Germany's first professor for Islamic religion has criticised talk of an alleged Islamist threat in the country amid increasing political calls for foreigners to do more to integrate themselves into German society.

Muhammad Sven Kalisch, professor for the religion of Islam at the University of Muenster, told Deutsche Presse-Agentur dpa he was concerned that the difference between Islam and the western world "is being so exaggerated in the way it is now".

Kalisch said if minorities cut themselves off from society "or are perceived to be cut off" it leads to mistrust.

The Turkish ambassador in Berlin, Mehmet Ali

Irtemcelik, also warned against Muslims being "unjustly placed in the dock".

He told Focus news magazine to appear Monday that the Islamist issue was being "irresponsibly exaggerated". Only 3 to 4 percent of Turks living in Germany could be counted as Islamist, he said.

The comments come amid warnings of an Islamic "parallel culture" in Germany in a debate which has been sparked by violence in the Netherlands following the killing of Islam-critical film director Theo van Gogh.

In remarks to be delivered later Saturday, Chancellor Gerhard Schroeder appealed on the country's 3.4 million Muslims to assimilate themselves better into German society.

Schroeder said the wave of violence in the Netherlands and a firebombing at a mosque in Germany show there must be no "parallel cultures" in predominately secular and Christian Germany.

"There can be no room for either lawlessness nor for parallel cultures in our society," he said in the speech to be delivered during ceremonies at Berlin's Jewish Museum honouring former German President Johannes Rau.

"I call on Muslims in Germany to make greater strides in assimilating themselves into German society more fully," Schroeder said.

Centre-right politicians have been making similar calls, with Bavarian Prime Minister Edmund Stoiber telling the Christian Social Union (CSU) party congress in Munich Saturday that Christian values had to be defended.

"Yes to openness and tolerance, no to Islamic headscarves," he said.

Last week lawmakers in Bavaria passed legislation barring Muslim teachers from wearing headscarves at publicly-funded schools.

Stoiber said immigrants should have to "declare their support for Germany and its basic values" and accept that Germany was a Christian country.

The CSU congress agreed unanimously to support moves to cut welfare benefits for foreigners who were not willing to be integrated.

Joerg Schoenbohm, the Christian Democrat Union (CDU) interior minister of Brandenburg state, meanwhile accused some foreigners in Germany of "forming ghettoes because they despise us Germans".

Schoenbohm told Der Spiegel news magazine that foreigners in Germany should accept Germany's defining culture.

"We shouldn't allow this common ground to be destroyed by foreigners," he said.

In the debate on integration, opposition conservatives have been calling on all immigrants to be compelled to learn German.
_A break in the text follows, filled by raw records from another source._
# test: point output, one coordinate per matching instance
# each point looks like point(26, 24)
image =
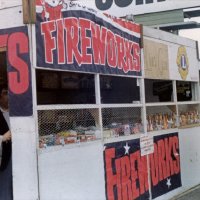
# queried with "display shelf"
point(124, 138)
point(50, 149)
point(160, 104)
point(189, 126)
point(161, 117)
point(121, 105)
point(121, 121)
point(64, 106)
point(187, 102)
point(63, 127)
point(162, 132)
point(189, 115)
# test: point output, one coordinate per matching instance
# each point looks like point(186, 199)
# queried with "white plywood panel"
point(72, 173)
point(25, 178)
point(11, 17)
point(9, 3)
point(173, 53)
point(168, 37)
point(131, 7)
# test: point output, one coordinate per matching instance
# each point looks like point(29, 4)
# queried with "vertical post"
point(29, 14)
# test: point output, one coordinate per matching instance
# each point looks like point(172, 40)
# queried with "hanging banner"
point(126, 171)
point(165, 165)
point(121, 8)
point(75, 38)
point(170, 60)
point(16, 42)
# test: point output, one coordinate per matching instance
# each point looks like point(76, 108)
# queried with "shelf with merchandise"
point(122, 121)
point(62, 127)
point(161, 118)
point(189, 115)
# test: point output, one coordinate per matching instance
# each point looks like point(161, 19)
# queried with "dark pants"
point(6, 189)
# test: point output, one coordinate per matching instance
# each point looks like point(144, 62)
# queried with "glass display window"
point(187, 91)
point(189, 115)
point(58, 87)
point(118, 90)
point(62, 127)
point(161, 118)
point(158, 91)
point(121, 121)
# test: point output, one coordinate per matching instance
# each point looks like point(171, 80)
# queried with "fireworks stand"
point(100, 108)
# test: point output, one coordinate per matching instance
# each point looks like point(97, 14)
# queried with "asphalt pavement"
point(192, 194)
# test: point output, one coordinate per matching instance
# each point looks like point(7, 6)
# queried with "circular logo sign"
point(182, 62)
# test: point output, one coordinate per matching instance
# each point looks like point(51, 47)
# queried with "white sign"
point(182, 60)
point(146, 145)
point(121, 8)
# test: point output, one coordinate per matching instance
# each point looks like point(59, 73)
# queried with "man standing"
point(5, 148)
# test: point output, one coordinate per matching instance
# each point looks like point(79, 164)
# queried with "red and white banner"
point(75, 38)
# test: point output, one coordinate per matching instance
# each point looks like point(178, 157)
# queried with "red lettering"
point(3, 40)
point(154, 166)
point(134, 174)
point(161, 160)
point(126, 182)
point(129, 56)
point(112, 179)
point(71, 25)
point(19, 79)
point(85, 41)
point(99, 44)
point(176, 155)
point(60, 41)
point(120, 51)
point(169, 160)
point(49, 42)
point(143, 174)
point(111, 49)
point(136, 55)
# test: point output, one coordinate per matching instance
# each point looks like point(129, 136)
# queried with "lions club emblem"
point(182, 62)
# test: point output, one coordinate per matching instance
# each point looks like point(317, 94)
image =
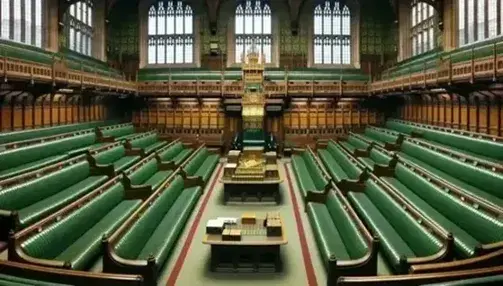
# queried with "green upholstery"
point(8, 137)
point(42, 196)
point(202, 164)
point(76, 238)
point(482, 182)
point(157, 230)
point(308, 174)
point(400, 234)
point(336, 234)
point(149, 174)
point(470, 223)
point(31, 157)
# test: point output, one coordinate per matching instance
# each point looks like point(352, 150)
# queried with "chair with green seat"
point(143, 178)
point(406, 236)
point(117, 132)
point(346, 247)
point(313, 182)
point(475, 229)
point(147, 143)
point(201, 164)
point(25, 159)
point(174, 154)
point(71, 238)
point(111, 159)
point(144, 242)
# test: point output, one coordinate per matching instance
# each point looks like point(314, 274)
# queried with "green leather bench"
point(309, 174)
point(340, 238)
point(147, 142)
point(8, 137)
point(17, 161)
point(112, 159)
point(143, 244)
point(402, 238)
point(201, 164)
point(30, 200)
point(72, 237)
point(175, 153)
point(480, 182)
point(116, 132)
point(472, 228)
point(145, 176)
point(341, 167)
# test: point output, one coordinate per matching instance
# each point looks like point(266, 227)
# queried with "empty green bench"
point(174, 153)
point(403, 240)
point(472, 228)
point(480, 182)
point(143, 244)
point(309, 174)
point(33, 198)
point(147, 143)
point(345, 246)
point(111, 159)
point(20, 160)
point(72, 237)
point(201, 164)
point(116, 132)
point(146, 175)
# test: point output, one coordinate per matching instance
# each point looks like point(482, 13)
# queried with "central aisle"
point(300, 267)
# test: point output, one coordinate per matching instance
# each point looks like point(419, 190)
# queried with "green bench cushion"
point(55, 202)
point(84, 251)
point(166, 234)
point(465, 244)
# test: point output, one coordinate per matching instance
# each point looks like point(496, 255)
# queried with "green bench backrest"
point(353, 239)
point(27, 193)
point(400, 127)
point(59, 236)
point(417, 238)
point(144, 172)
point(171, 152)
point(16, 157)
point(316, 174)
point(130, 245)
point(119, 132)
point(481, 226)
point(379, 157)
point(144, 141)
point(380, 135)
point(483, 179)
point(196, 162)
point(357, 142)
point(350, 168)
point(111, 155)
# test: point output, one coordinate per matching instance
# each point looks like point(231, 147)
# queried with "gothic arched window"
point(332, 34)
point(170, 33)
point(253, 27)
point(21, 21)
point(478, 20)
point(423, 28)
point(79, 23)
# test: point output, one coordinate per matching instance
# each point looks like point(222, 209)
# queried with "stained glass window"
point(79, 27)
point(21, 21)
point(170, 33)
point(423, 27)
point(332, 34)
point(478, 20)
point(253, 28)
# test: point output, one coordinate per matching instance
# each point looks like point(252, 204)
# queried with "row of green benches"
point(145, 231)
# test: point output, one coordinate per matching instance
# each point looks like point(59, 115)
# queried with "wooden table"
point(255, 252)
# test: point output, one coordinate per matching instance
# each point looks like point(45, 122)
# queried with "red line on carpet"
point(308, 264)
point(185, 250)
There have also been demands for a ban on preaching in mosques in any language other than German.

Last week, Schroeder's Greens coalition partner called for establishing a Muslim public holiday in Germany as a reaction to violence in the Netherlands.

Both Germany's Greens Environment Minister, Juergen Trittin, and the deputy chairman of the Greens in parliament, Hans-Christian Stroebele backed the move.

But the proposal was roundly attacked by the opposition. Guenther Beckstein, the Bavarian interior minister, said it proved the Greens could not let go of their "starry-eyed" dream of a multi-cultural society which has long since "failed".